Production locale : un premier pas vers la valorisation environnementale ?

Si l’empreinte carbone n’est pas encore un critère officiel de tarification, la LFSS 2025 introduit pourtant une évolution significative : le critère industriel, autrefois optionnel dans les négociations de prix, devient désormais obligatoire. « Ce critère existait mais il était optionnel. Aujourd’hui, via la loi de finances, normalement il va devenir obligatoire, c’est-à-dire que le Comité économique des produits de santé (CEPS) va devoir tenir compte dans le cadre de la négociation de prix des implantations des sites de production », a précisé Delphine Houzelot.

Cette disposition, bien que subtile, marque une première reconnaissance officielle de l’importance de la fabrication locale. Selon l’experte d’Iqvia, l’approche présente un double avantage : faciliter l’accès aux médicaments sur le territoire national tout en réduisant l’empreinte carbone liée au transport international.

Un contexte de contraintes budgétaires qui complique l’équation

Cette réflexion sur la valorisation des efforts environnementaux intervient néanmoins dans un contexte budgétaire tendu. Delphine Houzelot a rappelé « le milliard d’euros de baisse de prix attendu ».

Un dilemme entre impératifs écologiques et maîtrise des coûts

Si le secteur pharmaceutique doit désormais adapter ses pratiques au changement climatique, cette adaption risque d’entraîner des pertes économiques et humaines importantes. Il doit aussi faire face à des contraintes budgétaires et des règles actuelles de tarification ne valorisant pas, à ce stade, financièrement les efforts écologiques.

Une évolution probable mais incertaine

Dès lors, une question s’impose alors avec force : faut-il faire payer au patient, à travers le prix des médicaments, le coût de la transition écologique ? Ou cette responsabilité incombe-t-elle à l’industrie elle-même, comme un investissement nécessaire dans sa propre pérennité ? Entre ces deux pôles se joue peut-être un nouveau contrat social où la valeur d’un médicament ne se mesurerait plus uniquement à son efficacité, mais aussi à son empreinte sur le monde.

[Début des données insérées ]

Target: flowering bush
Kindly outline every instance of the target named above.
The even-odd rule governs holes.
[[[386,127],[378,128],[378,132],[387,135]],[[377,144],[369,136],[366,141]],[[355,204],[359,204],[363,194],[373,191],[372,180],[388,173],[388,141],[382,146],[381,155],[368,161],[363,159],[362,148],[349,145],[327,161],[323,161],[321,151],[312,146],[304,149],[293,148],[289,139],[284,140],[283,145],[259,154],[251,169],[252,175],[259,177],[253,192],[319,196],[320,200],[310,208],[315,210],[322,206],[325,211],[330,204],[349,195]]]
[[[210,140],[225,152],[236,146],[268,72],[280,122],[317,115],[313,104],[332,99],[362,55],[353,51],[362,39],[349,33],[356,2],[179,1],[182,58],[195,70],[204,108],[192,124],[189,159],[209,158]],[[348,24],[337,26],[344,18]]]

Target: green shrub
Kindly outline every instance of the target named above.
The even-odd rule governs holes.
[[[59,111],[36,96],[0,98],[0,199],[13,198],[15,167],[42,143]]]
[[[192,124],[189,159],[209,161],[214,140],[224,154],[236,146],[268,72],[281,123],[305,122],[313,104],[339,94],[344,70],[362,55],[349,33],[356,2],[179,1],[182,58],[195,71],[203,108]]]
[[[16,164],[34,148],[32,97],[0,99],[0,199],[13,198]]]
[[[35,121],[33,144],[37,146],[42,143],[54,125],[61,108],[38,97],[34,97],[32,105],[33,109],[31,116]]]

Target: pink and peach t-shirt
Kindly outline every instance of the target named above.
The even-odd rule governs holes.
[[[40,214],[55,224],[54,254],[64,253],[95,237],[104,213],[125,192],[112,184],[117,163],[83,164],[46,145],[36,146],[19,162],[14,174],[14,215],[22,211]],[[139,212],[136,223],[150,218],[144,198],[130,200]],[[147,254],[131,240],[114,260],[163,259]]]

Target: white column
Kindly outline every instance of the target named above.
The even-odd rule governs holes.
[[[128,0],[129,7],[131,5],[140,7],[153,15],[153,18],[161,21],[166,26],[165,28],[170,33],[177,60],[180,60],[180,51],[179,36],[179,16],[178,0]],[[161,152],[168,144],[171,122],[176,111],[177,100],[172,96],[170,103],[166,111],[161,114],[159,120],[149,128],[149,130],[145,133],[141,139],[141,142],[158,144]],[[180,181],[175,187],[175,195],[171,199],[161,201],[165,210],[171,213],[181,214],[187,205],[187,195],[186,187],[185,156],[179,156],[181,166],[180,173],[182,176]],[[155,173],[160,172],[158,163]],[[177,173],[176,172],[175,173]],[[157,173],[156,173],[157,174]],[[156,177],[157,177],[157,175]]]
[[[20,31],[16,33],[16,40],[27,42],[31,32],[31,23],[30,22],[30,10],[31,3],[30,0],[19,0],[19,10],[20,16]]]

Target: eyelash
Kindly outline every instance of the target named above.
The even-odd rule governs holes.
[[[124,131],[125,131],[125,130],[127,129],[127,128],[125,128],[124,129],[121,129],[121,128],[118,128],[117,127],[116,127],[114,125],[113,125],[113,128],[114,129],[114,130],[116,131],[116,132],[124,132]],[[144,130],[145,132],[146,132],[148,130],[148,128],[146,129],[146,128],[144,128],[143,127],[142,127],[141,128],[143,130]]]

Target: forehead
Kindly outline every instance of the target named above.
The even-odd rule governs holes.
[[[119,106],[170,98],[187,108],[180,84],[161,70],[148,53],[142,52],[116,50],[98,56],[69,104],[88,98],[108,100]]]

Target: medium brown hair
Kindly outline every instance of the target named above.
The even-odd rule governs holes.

Changement climatique et maladies émergentes

Selon l’étude d’Iqvia, le réchauffement climatique modifie la carte des maladies infectieuses. Delphine Houzelot alerte sur « une évolution des maladies, une modification des vecteurs de transfert des maladies, une augmentation du paludisme, de la dengue, du chikungunya, avec aussi des modifications de leur implantation et de leur localisation, puisqu’on voit arriver maintenant, y compris en Europe, certains moustiques porteurs de ces pathologies ». Cette évolution représente un double défi : faire face à ces nouvelles pathologies tout en gérant les « perturbations des chaînes d’approvisionnement » et « tous les systèmes d’approvisionnement lors d’événements climatiques graves » qui seront « aussi touchés ».